De genoemde processen-verbaal betreffen, achtereenvolgens, een proces-verbaal van verhoor van 28 januari 2010 (opgenomen op blz. 462-468 van het overzichtsproces-verbaal met nummer 2010004854-7), een proces-verbaal van verhoor van 25 februari 2010 (opgenomen op blz. 487-495 van het overzichtsproces-verbaal met nummer 2010004854-7) en een proces-verbaal van verhoor van 2 maart 2010 (opgenomen op blz. 496-504 van het overzichtsproces-verbaal met nummer 2010004854-7).
Ten aanzien van de verbatim uitgewerkte processen-verbaal geldt dat daarin met de letters ‘F’ en ‘V’ telkens op de verhoorders wordt gedoeld, terwijl de verhoorde getuige telkens met de letter ‘N’ wordt aangeduid.
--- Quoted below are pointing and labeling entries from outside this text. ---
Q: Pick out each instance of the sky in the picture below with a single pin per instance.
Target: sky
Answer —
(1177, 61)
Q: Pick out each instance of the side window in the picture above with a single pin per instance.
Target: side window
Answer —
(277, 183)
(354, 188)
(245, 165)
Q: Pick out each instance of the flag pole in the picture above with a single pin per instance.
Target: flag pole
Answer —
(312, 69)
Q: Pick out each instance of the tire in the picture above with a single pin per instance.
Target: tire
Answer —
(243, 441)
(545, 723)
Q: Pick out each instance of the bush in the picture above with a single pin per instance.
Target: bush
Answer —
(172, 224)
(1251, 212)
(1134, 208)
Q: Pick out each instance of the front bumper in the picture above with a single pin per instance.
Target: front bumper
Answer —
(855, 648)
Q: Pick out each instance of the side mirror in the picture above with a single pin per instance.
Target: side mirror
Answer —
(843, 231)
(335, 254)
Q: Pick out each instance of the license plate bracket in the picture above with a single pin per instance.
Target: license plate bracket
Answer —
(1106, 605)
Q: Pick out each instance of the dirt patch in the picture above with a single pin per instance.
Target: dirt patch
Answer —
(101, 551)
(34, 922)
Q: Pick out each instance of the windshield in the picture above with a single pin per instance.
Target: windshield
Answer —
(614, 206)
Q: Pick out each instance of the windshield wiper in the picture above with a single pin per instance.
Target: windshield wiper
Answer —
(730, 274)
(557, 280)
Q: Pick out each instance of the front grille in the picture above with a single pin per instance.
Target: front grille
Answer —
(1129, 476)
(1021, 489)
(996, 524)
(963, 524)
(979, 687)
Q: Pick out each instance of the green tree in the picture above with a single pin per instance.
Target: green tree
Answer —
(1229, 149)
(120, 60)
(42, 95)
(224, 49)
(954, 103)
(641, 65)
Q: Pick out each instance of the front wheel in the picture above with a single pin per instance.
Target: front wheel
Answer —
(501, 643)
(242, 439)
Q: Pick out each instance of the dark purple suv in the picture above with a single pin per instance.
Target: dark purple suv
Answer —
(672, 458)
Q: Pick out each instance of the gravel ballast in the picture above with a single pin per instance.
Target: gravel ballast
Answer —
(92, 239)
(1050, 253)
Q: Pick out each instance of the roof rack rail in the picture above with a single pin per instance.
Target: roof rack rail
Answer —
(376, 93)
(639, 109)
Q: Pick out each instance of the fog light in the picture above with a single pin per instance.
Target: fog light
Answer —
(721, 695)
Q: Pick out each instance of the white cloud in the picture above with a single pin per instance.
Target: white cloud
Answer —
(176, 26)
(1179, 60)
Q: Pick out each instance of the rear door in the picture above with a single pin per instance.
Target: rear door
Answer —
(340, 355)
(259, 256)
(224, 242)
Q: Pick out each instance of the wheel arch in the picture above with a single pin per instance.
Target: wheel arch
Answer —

Zie in dit verband de uitgebreide overwegingen van het hof op p. 9 t/m 11 van het tussenarrest van 30 maart 2012 in deze zaak.
Zie bijvoorbeeld de passage van de als bewijsmiddel 1 gebezigde verklaring van de getuige die inhoudt dat de getuige seksuele handelingen heeft verricht bij de verdachte, omdat zij bang was dat deze anders geweld zou gebruiken en haar zou slaan.